Improved inventory visibility is another way that Cornaggia said reduces waste and keeps items in stock for customers as the report identified that an average of 3.4 per cent of inventory, amounting to US$64.5 billion, is wasted per year due to overproduction.

“Improved inventory visibility helps track items that are lost and ensures vendors are only ordering what is necessary at the time and prevents overproduction. For example, with food and beauty products, having visibility to products sitting in inventory that are about to expire ensures these items can be sold rather than disposed of,” she said.

“It is also a win for consumers – knowing which stores have what inventory items ensures that they can access real time, accurate information and can find their products.”

But keeping on top of distribution and inventory tracking end-to-end is no easy task. Better visibility requires enabling supply chain practitioners to improve their forecasting accuracy and pinpoint the optimal amount of stock for their business; enough to prevent consumers from experiencing scarcity of essential items and not so much that it leads to excess waste.

To enable more visible supply chains, Cornaggia said companies should work towards assigning unique IDs to their products either at the pallet, case or item level.

“We believe that RFID tagging these products presents the most effective solution to increasing supply chain visibility,” she said.

“RFID technology enables much faster and more efficient and accurate item level tracking with hundreds of items being able to be read accurately at checkpoints across the supply chain within seconds (without direct line of sight to the product on the pallet or in the carton).

“Avery Dennison and our partners can support the necessary infrastructure (hardware and software) and suitable RFID tags to enable near real time visibility of their products across their supply chain. Typically, we would start with a small pilot to help demonstrate and validate the benefits of RFID before rolling out across their sites.”
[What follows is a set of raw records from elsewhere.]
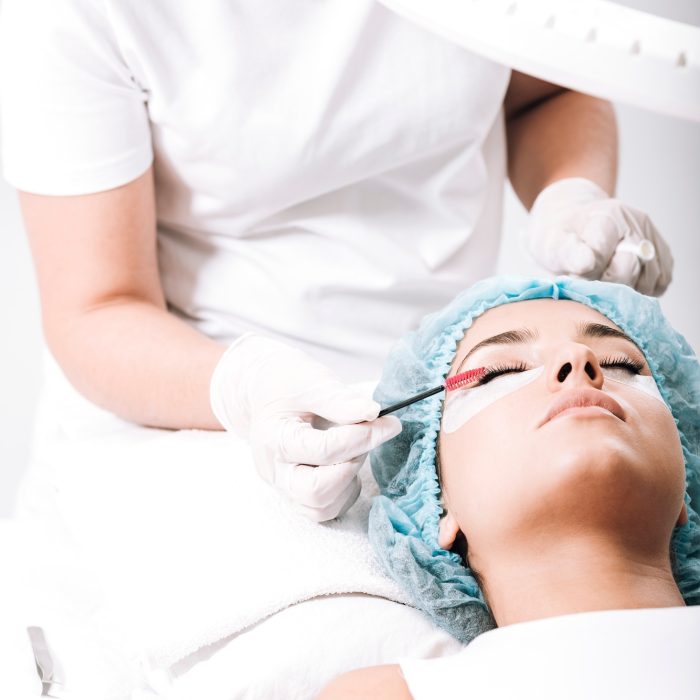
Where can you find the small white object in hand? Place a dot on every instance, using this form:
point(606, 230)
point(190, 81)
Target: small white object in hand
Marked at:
point(644, 250)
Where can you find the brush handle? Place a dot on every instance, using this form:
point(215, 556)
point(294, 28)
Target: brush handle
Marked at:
point(408, 402)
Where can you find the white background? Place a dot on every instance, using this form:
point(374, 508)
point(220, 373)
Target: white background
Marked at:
point(659, 173)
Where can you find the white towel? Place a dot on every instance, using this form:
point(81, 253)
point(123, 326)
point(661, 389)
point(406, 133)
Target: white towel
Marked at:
point(187, 542)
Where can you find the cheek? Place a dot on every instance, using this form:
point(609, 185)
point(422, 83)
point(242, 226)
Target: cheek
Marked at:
point(480, 463)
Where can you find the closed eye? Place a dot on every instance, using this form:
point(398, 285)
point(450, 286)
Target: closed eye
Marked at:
point(624, 363)
point(498, 370)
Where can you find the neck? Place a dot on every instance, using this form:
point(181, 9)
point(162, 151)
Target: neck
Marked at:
point(578, 577)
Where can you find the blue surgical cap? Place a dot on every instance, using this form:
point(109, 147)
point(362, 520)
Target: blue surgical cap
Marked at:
point(404, 519)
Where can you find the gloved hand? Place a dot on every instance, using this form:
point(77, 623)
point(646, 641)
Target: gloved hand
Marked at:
point(576, 229)
point(277, 396)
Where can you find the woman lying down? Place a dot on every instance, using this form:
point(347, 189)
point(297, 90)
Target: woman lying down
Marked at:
point(547, 517)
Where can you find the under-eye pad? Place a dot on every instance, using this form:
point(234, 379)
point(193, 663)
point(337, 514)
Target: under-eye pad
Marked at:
point(461, 406)
point(642, 382)
point(404, 517)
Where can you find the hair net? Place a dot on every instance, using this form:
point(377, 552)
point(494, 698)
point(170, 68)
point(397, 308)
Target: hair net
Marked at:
point(404, 518)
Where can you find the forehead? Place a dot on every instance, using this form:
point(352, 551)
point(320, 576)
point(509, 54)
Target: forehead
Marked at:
point(550, 317)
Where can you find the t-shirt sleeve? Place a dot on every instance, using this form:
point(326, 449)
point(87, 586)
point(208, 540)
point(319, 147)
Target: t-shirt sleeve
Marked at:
point(73, 118)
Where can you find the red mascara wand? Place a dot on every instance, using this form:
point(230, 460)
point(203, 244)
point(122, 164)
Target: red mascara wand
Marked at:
point(459, 381)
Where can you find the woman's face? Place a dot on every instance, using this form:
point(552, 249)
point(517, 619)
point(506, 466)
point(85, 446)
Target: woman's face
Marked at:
point(512, 476)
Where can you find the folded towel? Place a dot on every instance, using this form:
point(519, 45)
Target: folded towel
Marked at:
point(188, 544)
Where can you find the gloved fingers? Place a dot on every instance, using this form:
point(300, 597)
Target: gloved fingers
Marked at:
point(649, 277)
point(663, 256)
point(602, 231)
point(322, 486)
point(561, 251)
point(335, 401)
point(624, 267)
point(301, 443)
point(575, 255)
point(333, 510)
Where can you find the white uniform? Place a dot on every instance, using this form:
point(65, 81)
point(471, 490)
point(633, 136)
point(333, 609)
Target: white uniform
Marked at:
point(643, 654)
point(325, 171)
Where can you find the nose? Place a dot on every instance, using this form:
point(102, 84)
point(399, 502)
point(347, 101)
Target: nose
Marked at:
point(574, 365)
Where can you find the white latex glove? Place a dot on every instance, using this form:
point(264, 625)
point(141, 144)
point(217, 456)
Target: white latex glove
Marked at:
point(576, 229)
point(277, 397)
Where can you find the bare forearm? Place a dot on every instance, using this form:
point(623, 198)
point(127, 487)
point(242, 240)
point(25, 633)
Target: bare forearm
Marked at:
point(139, 362)
point(567, 135)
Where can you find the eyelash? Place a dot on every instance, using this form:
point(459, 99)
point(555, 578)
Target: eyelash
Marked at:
point(623, 362)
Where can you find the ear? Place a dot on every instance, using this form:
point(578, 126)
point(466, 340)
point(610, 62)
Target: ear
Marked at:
point(447, 532)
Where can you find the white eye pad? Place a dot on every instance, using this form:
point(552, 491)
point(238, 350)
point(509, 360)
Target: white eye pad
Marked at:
point(645, 383)
point(463, 404)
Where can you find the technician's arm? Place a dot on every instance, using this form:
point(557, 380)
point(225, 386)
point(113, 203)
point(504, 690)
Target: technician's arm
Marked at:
point(554, 133)
point(103, 310)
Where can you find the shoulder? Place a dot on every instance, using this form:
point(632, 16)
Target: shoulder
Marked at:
point(385, 682)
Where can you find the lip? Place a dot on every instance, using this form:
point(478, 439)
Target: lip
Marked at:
point(577, 398)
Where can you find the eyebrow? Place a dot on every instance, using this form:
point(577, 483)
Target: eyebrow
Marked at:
point(526, 335)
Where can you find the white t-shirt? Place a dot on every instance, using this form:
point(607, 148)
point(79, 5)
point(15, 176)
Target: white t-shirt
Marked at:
point(326, 171)
point(647, 654)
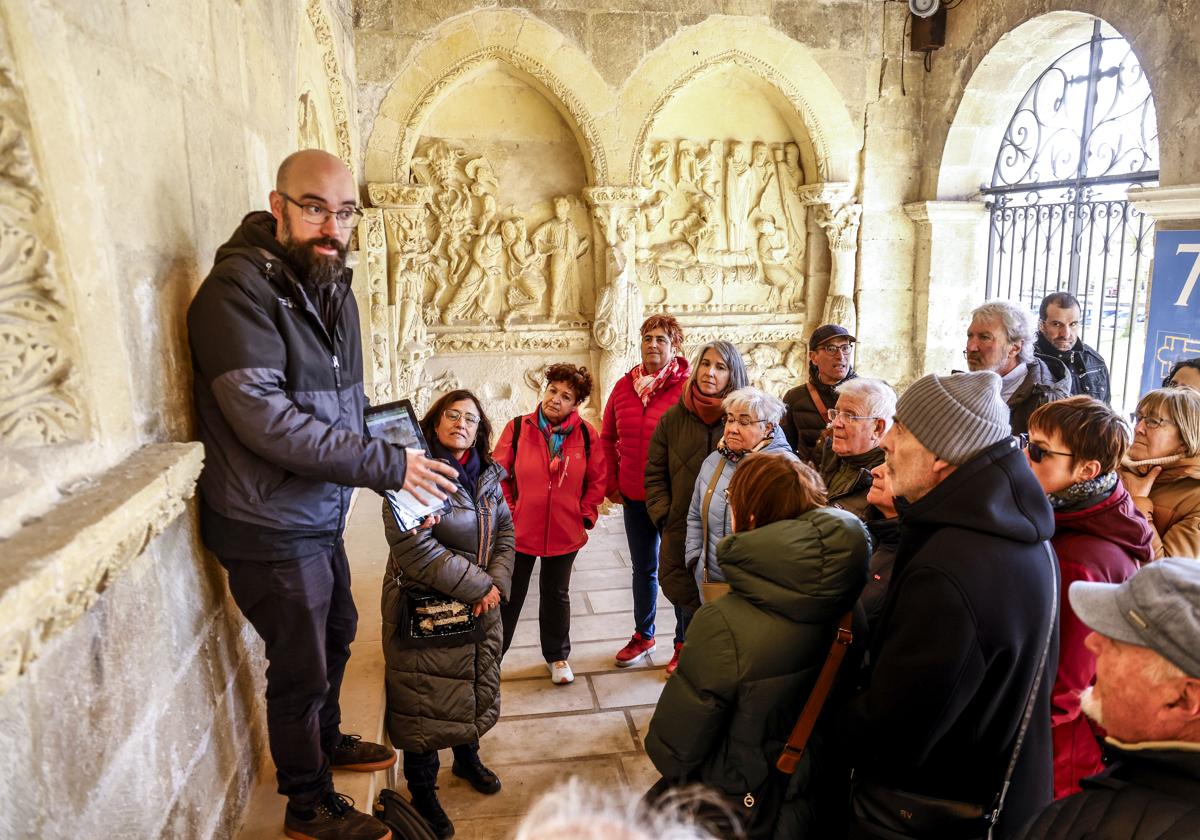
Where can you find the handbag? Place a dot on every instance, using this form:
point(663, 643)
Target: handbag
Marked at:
point(711, 589)
point(882, 811)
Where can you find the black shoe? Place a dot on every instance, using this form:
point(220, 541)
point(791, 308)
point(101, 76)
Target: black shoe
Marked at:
point(351, 753)
point(480, 778)
point(334, 817)
point(425, 801)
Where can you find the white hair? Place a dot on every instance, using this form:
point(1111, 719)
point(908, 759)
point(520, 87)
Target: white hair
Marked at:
point(582, 811)
point(1018, 323)
point(759, 403)
point(879, 399)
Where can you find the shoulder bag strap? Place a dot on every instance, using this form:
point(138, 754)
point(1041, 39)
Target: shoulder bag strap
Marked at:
point(703, 516)
point(1033, 691)
point(799, 738)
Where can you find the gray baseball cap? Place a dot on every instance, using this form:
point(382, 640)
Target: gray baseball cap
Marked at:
point(1157, 609)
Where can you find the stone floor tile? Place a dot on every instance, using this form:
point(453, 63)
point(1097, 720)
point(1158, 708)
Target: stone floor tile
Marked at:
point(569, 736)
point(540, 696)
point(635, 687)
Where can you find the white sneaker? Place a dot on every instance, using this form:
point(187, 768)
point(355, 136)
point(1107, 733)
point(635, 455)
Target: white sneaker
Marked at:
point(561, 672)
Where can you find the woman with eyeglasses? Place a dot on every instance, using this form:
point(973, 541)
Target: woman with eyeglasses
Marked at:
point(1162, 471)
point(684, 437)
point(442, 697)
point(751, 425)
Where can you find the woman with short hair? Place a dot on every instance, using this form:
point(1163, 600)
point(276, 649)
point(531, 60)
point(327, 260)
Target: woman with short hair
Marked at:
point(1162, 471)
point(555, 485)
point(684, 437)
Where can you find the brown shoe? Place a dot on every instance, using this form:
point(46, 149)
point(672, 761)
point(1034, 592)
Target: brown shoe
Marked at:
point(334, 819)
point(351, 753)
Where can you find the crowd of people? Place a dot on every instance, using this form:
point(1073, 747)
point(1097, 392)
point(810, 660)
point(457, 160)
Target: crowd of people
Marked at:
point(979, 599)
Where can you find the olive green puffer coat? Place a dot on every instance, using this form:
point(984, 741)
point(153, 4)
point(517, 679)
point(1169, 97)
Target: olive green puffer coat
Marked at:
point(441, 697)
point(753, 657)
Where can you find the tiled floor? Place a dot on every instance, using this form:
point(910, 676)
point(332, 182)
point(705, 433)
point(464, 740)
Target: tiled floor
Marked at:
point(592, 729)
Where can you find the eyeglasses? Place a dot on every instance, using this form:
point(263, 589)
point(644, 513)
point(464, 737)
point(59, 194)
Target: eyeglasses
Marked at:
point(1037, 453)
point(316, 214)
point(455, 415)
point(1151, 423)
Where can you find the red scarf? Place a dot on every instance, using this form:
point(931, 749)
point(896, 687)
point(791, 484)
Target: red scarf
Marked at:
point(648, 384)
point(701, 405)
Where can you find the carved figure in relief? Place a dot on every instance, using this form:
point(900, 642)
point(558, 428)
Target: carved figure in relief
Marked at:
point(739, 193)
point(562, 241)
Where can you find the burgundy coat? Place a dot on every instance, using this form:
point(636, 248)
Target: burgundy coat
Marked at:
point(628, 426)
point(1104, 544)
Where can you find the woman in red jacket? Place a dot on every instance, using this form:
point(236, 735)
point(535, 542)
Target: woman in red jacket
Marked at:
point(637, 401)
point(1074, 448)
point(555, 484)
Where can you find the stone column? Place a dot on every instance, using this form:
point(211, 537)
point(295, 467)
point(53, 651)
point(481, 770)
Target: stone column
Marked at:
point(619, 303)
point(948, 280)
point(396, 280)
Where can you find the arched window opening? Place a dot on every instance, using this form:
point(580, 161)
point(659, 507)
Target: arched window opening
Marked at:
point(1084, 132)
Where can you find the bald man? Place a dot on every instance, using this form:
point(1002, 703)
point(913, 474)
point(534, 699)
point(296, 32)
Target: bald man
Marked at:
point(276, 352)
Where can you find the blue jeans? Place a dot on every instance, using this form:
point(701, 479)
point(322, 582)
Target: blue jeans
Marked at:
point(643, 556)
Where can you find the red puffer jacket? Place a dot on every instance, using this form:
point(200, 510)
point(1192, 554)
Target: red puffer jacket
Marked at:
point(1104, 544)
point(551, 510)
point(628, 426)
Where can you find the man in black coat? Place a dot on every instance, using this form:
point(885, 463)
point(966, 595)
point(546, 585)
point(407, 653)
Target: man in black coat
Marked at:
point(969, 612)
point(1146, 696)
point(276, 353)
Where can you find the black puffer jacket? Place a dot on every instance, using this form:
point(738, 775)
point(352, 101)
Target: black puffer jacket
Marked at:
point(1145, 795)
point(279, 396)
point(439, 697)
point(678, 448)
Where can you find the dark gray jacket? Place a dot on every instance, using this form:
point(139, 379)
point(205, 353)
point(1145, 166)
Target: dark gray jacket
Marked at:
point(279, 396)
point(441, 697)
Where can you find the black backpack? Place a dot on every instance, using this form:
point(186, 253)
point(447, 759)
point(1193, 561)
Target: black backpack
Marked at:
point(516, 439)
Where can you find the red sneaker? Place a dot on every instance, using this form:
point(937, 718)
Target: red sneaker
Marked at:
point(635, 652)
point(675, 660)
Five key opportunities to reduce waste now

  1. Money talks – Matching up environmental, social and governance (ESG) goals with supply chain investment can help reduce waste and improve margins.
  2. Balance the stock – Boosting the visibility of supply and demand can lead to less waste and more contented consumers.
  3. Considerate consumption – Offering more durable products to consumers not only reduces waste but also addresses their need for affordability and quality.
  4. Trust in data – Transparency in the supply chain can help to reduce waste and profit loss caused by damage and strengthen partner and consumer trust.
  5. Human truths – Helping consumers make waste-free purchasing choices through education and transparency.

Key takeaways to minimise waste

  • Item-level visibility of inventory end-to-end negates the need for safety stocks: Overproduction occurs due to a lack of clarity on the amount of stock already being produced, distributed and purchased. Therefore, item-level visibility and accurate forecasting can provide this clarity and prevent problems before they occur.
  • Consumers need reassurance and open communication about the availability of goods: Consumers don’t like feeling the effects of scarcity or low stock levels, they want reassurance that they can get their hands on the essential items they need day-to-day. Food companies especially should aim to dial up reassurance when communicating with customers due to scarcity fears being strongest in this category.
  • With supply chain visibility brands can better implement FIFO policies: The world continues to be intricately interconnected by the global supply chain. While demand volatility is impossible to eliminate, it is possible to manage. With greater stock visibility, brands can better implement “first-in, first-out” (FIFO) policies – meeting consumer desires for reduced waste, while maintaining levels of stock that can cater to unforeseen disruption.